Adverse weather conditions can cause preharvest losses, and harvest operations always result in a certain amount of seedcotton loss. “If that seedcotton is buried deeply enough by tillage there will be no volunteer problem,” Keeling said. “However, that is usually not feasible, and applying herbicides with a hooded sprayer can be an effective option.”
To this end, Keeling and associates tested the following 10 herbicides and two herbicide mixtures: Gramoxone Inteon, Ignite, ET, Aim, Buctril, Direx, Direx + MSMA, Layby Pro, Layby Pro + MSMA, Caparol, Reflex, and Valor. These were applied at various rates at the 5 to 8 and 10 to12 true-leaf stages. The percentage control was determined at 3, 7, 14, and 28 days after treatment.
“Because significant amounts of regrowth occurred with some treatments, we found percent control at 28 days after application was the most reliable indicator of chemical efficacy,” Keeling said.
“When applied at the 5 to 8 stage, only Buctril, Ignite, ET, and Aim (resulted in) a 90 percent or more seedling control after 28 days,” Keeling said.
The range among the other eight treatments in percent control 28 days after treatment was 16 percent to 78 percent.

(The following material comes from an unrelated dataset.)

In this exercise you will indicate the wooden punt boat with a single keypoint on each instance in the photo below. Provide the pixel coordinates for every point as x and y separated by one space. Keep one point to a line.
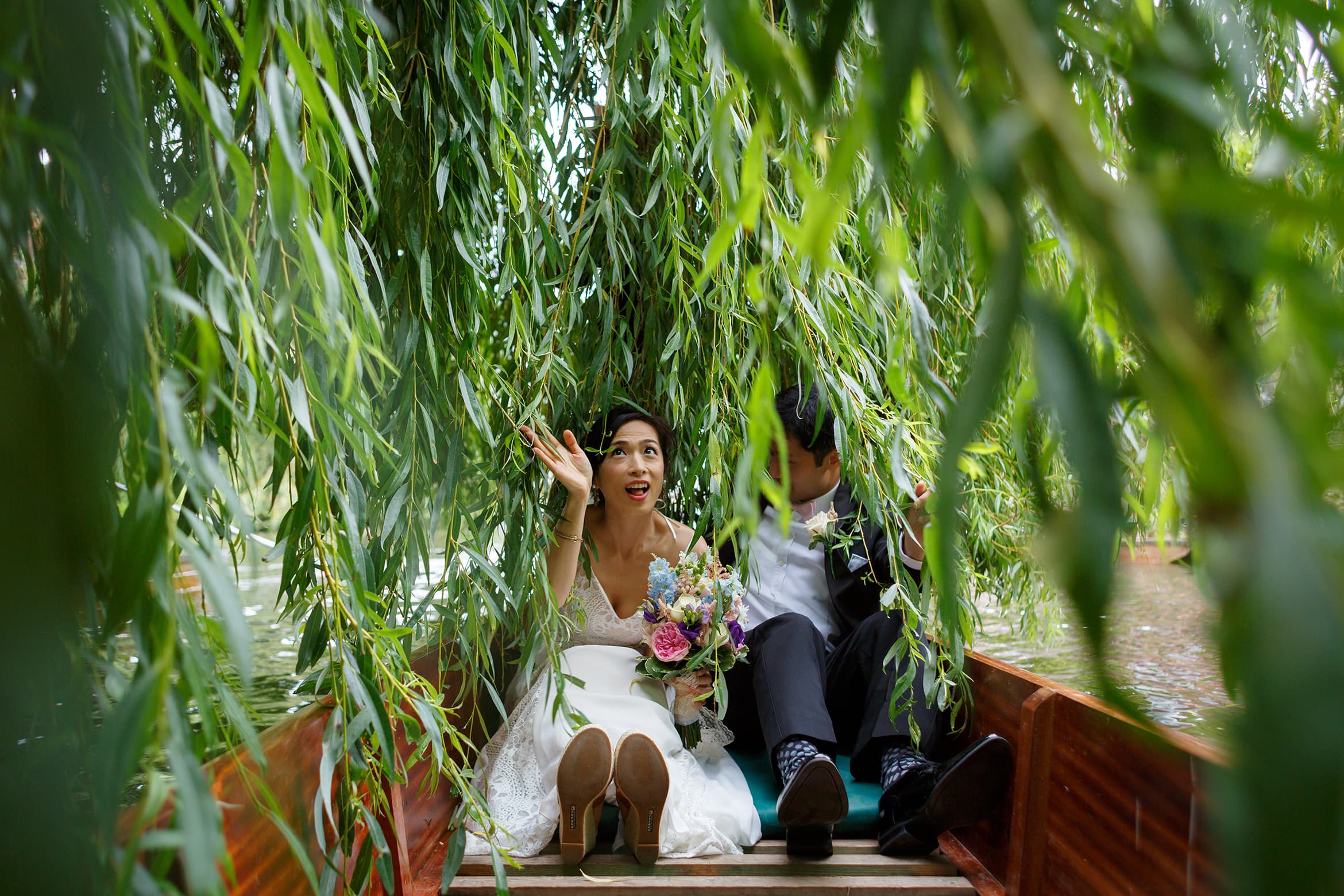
1098 805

“If applications were delayed until the 10 to12-leaf stage, none of the treatments achieved more than 30 percent seedling control after 28 days,” Keeling said.

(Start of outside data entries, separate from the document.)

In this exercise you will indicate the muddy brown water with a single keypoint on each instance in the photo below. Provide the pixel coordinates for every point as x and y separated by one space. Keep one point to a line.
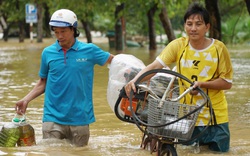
19 65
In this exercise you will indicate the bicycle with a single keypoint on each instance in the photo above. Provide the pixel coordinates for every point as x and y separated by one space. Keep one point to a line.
162 109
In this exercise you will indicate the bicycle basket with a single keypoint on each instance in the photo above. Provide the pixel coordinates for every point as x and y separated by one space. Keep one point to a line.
170 112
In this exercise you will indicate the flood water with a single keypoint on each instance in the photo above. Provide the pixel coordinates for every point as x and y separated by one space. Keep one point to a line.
19 65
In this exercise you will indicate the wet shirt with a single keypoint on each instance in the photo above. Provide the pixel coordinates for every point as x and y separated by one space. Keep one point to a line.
202 65
68 92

In a separate study Gramoxone Inteon was applied at the 10 to 12 leaf stage at rates of 16, 24, and 32 ounces per acre. At the 28-day evaluation, control was 8 percent, 61 percent, and 67 percent for the respective treatments. “Failure to get an acceptable level of control, even at the highest rate, emphasizes the necessity for applying herbicides no later than the 6 to 8 leaf stage,” Keeling said.
“If the producer is reasonably sure volunteer seedling emergence is complete at the 4 to 7 leaf stage, he might consider a herbicide application at that time as it will increase the odds of getting satisfactory control.
“When the producer elects to control the seedlings chemically he should use a properly-adjusted hooded sprayer to ensure the cotton-crop plants will be adequately protected.
“If the producer is using a no-till program, his only viable option is chemical control. However, if he is not in a no-till program, he can control the seedlings with tillage but we suggest he furrow-dike his field as he cultivates out the seedlings. Subsequently he can control the weeds with an acceptable over-the-top chemical,” Keeling said.